As a single female city dweller in my mid-twenties, I often joke with my friends that I am in a deep and committed relationship with my city. Relocating since college from the charming streets of Boston to the metropolitan mecca of New York City to the cosmopolitan bustle of London, UK (where I currently reside), I've come to grow attached to personal relationships with cities and the variegated experiences they offer. Their sights, smells and sounds have greeted me mornings and evenings, day in and day out. The city streets and their residents simultaneously invigorate and frustrate me daily, and, most of all, their glamor and grit provide me with the distinctly urban feeling of home.

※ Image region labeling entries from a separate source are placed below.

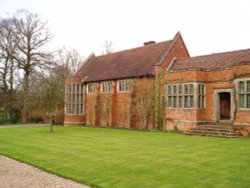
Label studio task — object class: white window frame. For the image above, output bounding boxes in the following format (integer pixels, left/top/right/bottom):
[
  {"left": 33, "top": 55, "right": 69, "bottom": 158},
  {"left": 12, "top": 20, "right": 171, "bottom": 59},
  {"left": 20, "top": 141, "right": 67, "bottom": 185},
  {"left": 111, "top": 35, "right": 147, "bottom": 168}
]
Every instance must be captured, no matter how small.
[
  {"left": 65, "top": 83, "right": 85, "bottom": 115},
  {"left": 236, "top": 78, "right": 250, "bottom": 110},
  {"left": 165, "top": 82, "right": 206, "bottom": 109}
]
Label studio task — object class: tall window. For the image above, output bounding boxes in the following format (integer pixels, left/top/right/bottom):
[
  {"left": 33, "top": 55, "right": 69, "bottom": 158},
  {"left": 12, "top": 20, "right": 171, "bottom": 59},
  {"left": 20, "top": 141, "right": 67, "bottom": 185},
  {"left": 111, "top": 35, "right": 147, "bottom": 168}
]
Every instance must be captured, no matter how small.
[
  {"left": 198, "top": 84, "right": 205, "bottom": 108},
  {"left": 166, "top": 84, "right": 205, "bottom": 108},
  {"left": 101, "top": 81, "right": 112, "bottom": 93},
  {"left": 65, "top": 84, "right": 84, "bottom": 114},
  {"left": 118, "top": 80, "right": 129, "bottom": 92},
  {"left": 87, "top": 83, "right": 96, "bottom": 93},
  {"left": 238, "top": 80, "right": 250, "bottom": 108}
]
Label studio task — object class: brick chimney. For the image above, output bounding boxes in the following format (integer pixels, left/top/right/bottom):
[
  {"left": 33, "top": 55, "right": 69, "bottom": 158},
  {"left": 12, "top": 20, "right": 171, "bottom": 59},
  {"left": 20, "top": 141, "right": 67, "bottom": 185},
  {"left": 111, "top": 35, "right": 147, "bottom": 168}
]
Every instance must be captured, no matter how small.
[{"left": 144, "top": 40, "right": 155, "bottom": 46}]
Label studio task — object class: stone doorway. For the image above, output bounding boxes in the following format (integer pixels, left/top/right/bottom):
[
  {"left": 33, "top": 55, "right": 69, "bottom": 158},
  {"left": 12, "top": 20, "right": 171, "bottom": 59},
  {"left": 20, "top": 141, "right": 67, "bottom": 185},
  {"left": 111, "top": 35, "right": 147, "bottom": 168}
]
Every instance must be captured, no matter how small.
[
  {"left": 219, "top": 92, "right": 231, "bottom": 120},
  {"left": 213, "top": 89, "right": 235, "bottom": 123}
]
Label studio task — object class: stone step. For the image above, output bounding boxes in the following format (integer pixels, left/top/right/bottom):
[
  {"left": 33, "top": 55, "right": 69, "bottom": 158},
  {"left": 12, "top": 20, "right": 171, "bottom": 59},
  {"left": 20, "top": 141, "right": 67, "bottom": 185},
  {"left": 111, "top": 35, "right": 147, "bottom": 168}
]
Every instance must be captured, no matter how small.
[
  {"left": 192, "top": 127, "right": 235, "bottom": 132},
  {"left": 186, "top": 132, "right": 240, "bottom": 138},
  {"left": 189, "top": 130, "right": 240, "bottom": 136},
  {"left": 187, "top": 124, "right": 241, "bottom": 138}
]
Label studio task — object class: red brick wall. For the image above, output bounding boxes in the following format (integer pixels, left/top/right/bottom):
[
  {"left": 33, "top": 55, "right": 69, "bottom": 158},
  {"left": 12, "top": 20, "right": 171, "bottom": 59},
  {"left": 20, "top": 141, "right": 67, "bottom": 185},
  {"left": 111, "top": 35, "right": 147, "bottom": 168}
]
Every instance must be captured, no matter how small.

While I wasn't raised in a city, I always felt drawn to urban living. The anonymity juxtaposed against the opportunity. Busy attractions and grids set against the nooks and crannies of treasured neighborhood corners. Getting to know each city took careful patience and persistence. My routine experiences were peppered with regimented attempts to explore new restaurants, bars, cafes, and concerts, and -- occasionally -- the rare and treasured sanctuaries of urban green space. But what has invigorated me most of all about cities is not their physical offerings and amenities, but their 'human factor.'

Cities are cosmopolitan by nature. They bring together people from all nationalities, walks of life, educational backgrounds, religions, ethnicities, socioeconomic classes... all cobbled together in small spaces where people simply can't help but interact. This doesn't mean it's always rosy and interconnected, but it certainly leads, in my opinion, to a powerful and largely unavoidable widening of perspective city dwellers benefit from.

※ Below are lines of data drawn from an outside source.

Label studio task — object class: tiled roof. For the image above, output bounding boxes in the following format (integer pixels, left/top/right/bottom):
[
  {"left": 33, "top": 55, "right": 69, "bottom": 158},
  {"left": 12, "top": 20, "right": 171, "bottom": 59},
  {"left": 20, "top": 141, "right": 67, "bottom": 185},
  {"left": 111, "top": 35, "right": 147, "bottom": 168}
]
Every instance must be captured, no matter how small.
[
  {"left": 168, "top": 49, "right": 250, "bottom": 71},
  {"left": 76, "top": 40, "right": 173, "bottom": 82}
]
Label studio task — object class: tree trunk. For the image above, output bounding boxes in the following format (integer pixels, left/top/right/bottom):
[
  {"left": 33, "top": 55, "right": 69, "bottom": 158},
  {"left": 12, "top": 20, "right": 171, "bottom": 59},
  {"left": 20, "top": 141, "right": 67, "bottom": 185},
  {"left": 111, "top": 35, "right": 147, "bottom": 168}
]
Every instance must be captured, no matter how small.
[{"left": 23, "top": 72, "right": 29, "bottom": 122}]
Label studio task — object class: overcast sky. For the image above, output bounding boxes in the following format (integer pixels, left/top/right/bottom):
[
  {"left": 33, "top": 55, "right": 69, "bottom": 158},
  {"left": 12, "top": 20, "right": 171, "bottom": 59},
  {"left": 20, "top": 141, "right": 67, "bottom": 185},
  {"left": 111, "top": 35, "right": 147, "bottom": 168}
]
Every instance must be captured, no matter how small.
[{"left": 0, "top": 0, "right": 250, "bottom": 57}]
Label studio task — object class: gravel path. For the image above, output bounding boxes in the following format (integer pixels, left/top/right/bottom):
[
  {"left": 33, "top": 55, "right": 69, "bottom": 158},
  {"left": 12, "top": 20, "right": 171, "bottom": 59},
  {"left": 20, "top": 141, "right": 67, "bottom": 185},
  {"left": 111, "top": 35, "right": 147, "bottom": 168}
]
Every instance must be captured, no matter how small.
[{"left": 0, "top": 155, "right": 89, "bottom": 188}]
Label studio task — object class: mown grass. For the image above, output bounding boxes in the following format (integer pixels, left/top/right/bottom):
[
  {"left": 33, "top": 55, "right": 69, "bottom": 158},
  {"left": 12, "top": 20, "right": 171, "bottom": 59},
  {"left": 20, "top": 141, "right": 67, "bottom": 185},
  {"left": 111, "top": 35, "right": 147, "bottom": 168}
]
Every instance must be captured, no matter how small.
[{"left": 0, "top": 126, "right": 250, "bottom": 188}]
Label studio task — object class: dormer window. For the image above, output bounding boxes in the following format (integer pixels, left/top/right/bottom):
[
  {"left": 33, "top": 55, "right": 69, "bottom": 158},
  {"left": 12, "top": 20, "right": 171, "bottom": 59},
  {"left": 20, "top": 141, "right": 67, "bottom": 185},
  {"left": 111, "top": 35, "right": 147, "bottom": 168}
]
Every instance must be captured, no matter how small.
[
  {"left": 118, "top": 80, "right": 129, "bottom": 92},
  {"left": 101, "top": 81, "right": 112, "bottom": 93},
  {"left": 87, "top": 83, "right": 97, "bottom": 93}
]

A big part of this advantage of urban perspective comes from interacting with strangers. While I often find myself clinging to form some sort of social safety net in cities bounded by friendly and familiar faces, you simply can't help but interact with new people in cities -- you inevitably cross paths daily with strangers -- strangers you can unexpectedly learn from, strangers that, sometimes, even become friends.

In fact, perhaps due to with some degree of naiveté about the dangers of city interaction, some of my favorite experiences have included interaction with strangers on city streets.

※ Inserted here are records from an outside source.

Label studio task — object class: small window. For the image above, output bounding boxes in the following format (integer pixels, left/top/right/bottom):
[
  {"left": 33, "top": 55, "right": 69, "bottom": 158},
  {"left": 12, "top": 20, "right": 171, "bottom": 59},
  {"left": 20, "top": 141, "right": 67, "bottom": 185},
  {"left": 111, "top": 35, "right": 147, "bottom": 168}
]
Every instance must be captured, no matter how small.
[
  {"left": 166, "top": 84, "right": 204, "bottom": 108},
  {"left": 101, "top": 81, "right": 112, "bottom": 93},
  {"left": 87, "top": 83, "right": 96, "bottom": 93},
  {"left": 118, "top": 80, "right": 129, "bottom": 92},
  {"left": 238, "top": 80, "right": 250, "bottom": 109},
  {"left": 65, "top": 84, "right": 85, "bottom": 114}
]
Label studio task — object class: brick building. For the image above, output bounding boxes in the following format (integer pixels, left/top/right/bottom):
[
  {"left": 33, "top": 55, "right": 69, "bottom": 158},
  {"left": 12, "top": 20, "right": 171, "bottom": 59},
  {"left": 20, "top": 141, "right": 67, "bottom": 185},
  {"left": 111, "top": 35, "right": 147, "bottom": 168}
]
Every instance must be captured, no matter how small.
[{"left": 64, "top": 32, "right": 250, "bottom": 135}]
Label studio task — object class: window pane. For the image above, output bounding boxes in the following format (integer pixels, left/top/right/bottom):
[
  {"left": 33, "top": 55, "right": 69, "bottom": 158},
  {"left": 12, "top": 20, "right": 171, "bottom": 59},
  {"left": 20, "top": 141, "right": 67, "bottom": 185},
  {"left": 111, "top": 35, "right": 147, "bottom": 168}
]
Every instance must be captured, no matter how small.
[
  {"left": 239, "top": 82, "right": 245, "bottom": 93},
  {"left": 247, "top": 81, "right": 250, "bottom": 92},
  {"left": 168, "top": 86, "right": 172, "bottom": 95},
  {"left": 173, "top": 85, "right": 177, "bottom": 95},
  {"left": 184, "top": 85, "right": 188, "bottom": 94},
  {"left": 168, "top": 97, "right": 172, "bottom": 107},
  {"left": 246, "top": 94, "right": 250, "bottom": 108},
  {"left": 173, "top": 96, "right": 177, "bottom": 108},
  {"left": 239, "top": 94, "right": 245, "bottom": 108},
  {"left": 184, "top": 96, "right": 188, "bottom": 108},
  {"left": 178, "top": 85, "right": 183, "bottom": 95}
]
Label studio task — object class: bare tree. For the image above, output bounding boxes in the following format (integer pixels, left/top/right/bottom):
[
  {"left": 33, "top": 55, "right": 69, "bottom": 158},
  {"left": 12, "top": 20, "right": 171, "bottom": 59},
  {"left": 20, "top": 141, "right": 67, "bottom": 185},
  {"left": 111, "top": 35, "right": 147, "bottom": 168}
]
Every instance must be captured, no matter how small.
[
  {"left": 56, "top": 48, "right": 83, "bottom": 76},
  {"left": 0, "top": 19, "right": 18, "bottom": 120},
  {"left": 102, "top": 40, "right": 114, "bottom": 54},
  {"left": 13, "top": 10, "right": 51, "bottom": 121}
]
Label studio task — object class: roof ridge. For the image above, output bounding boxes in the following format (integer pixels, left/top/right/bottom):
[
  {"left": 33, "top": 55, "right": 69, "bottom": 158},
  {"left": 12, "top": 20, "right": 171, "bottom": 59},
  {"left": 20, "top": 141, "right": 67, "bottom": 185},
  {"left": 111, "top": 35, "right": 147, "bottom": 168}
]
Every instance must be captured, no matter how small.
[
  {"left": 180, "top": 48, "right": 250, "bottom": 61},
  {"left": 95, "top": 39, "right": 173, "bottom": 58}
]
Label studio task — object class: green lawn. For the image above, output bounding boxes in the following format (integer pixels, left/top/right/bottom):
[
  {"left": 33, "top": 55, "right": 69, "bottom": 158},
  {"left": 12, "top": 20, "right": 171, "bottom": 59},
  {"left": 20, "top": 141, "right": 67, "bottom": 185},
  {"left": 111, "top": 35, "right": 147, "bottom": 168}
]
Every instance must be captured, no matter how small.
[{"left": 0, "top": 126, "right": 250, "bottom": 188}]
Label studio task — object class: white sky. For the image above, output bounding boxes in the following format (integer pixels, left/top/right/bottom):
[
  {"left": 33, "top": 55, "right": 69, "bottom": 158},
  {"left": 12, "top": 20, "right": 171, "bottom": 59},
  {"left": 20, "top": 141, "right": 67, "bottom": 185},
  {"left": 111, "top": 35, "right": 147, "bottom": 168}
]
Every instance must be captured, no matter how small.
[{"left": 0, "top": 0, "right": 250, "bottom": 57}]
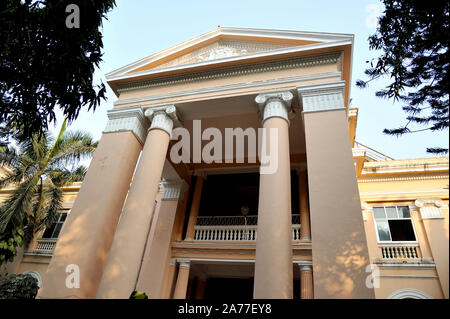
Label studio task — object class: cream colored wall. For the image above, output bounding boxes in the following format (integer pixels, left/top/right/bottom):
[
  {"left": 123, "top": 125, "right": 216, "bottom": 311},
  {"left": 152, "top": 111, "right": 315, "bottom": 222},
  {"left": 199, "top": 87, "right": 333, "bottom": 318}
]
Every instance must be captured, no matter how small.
[{"left": 358, "top": 166, "right": 449, "bottom": 298}]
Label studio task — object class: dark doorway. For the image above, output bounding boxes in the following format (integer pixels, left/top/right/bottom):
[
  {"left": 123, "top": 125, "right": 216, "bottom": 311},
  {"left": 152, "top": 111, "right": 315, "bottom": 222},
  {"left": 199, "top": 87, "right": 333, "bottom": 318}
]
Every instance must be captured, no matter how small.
[
  {"left": 205, "top": 278, "right": 253, "bottom": 300},
  {"left": 199, "top": 173, "right": 259, "bottom": 216}
]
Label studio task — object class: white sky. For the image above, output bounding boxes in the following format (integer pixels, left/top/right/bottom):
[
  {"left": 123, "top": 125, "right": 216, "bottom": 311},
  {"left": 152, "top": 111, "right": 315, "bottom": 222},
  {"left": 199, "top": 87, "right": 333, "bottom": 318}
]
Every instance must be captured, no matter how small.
[{"left": 51, "top": 0, "right": 448, "bottom": 165}]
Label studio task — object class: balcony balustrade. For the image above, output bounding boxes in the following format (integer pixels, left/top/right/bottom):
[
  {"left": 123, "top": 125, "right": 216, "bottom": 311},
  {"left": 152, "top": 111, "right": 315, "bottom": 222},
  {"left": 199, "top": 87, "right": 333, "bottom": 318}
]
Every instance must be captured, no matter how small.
[
  {"left": 194, "top": 214, "right": 300, "bottom": 241},
  {"left": 34, "top": 238, "right": 58, "bottom": 253},
  {"left": 379, "top": 242, "right": 420, "bottom": 261}
]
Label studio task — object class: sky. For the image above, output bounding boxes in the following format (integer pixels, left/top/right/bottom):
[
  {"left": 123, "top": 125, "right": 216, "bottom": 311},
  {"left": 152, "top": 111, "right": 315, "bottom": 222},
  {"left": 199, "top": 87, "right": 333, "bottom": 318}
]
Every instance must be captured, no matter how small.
[{"left": 51, "top": 0, "right": 448, "bottom": 159}]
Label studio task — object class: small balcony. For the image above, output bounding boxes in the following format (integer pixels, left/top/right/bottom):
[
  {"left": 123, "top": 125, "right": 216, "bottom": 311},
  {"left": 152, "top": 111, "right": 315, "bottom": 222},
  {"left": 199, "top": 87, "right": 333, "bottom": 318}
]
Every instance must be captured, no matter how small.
[
  {"left": 378, "top": 242, "right": 421, "bottom": 261},
  {"left": 194, "top": 214, "right": 300, "bottom": 241},
  {"left": 33, "top": 238, "right": 58, "bottom": 254}
]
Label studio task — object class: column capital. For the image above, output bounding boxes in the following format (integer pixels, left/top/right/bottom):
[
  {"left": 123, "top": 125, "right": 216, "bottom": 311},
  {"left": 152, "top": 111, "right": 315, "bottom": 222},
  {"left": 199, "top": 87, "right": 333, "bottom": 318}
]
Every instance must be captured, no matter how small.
[
  {"left": 177, "top": 258, "right": 191, "bottom": 268},
  {"left": 414, "top": 198, "right": 444, "bottom": 219},
  {"left": 103, "top": 106, "right": 148, "bottom": 144},
  {"left": 144, "top": 104, "right": 181, "bottom": 135},
  {"left": 255, "top": 91, "right": 294, "bottom": 122},
  {"left": 297, "top": 81, "right": 345, "bottom": 113},
  {"left": 161, "top": 180, "right": 187, "bottom": 200},
  {"left": 299, "top": 265, "right": 312, "bottom": 271}
]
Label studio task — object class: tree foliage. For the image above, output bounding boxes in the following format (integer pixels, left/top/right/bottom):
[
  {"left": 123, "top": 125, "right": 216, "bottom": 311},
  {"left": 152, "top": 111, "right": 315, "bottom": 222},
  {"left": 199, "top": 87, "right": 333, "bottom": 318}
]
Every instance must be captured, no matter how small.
[
  {"left": 357, "top": 0, "right": 450, "bottom": 153},
  {"left": 0, "top": 274, "right": 39, "bottom": 299},
  {"left": 0, "top": 0, "right": 115, "bottom": 144},
  {"left": 0, "top": 121, "right": 97, "bottom": 265}
]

Last month, as I was running between a midday choir practice in West London and an evening seminar in the east of the city, I found myself rushing across the space separating London's Buckingham Palace and its closest tube stop called Green Park. As is all too often the case, I rushed past the park's entry gates with my eyes glued to my iPhone with my destination, the nearest subway stop, looming off in the distance. As the sun began to set, I barely took a minute to take in my surroundings.

Suddenly, I began to feel the presence of someone slowly locking into step next to me.

At first, without raising my eyes, I moved to slow my pace, hoping the stranger might pass. His feet slowed as he again locked steps with me. "Hi" he whispered, as my steps began to quicken. "American?" he followed up -- and, while every instinct told me not to respond, I heard myself immediately blurt out, curiously, "How did you know?"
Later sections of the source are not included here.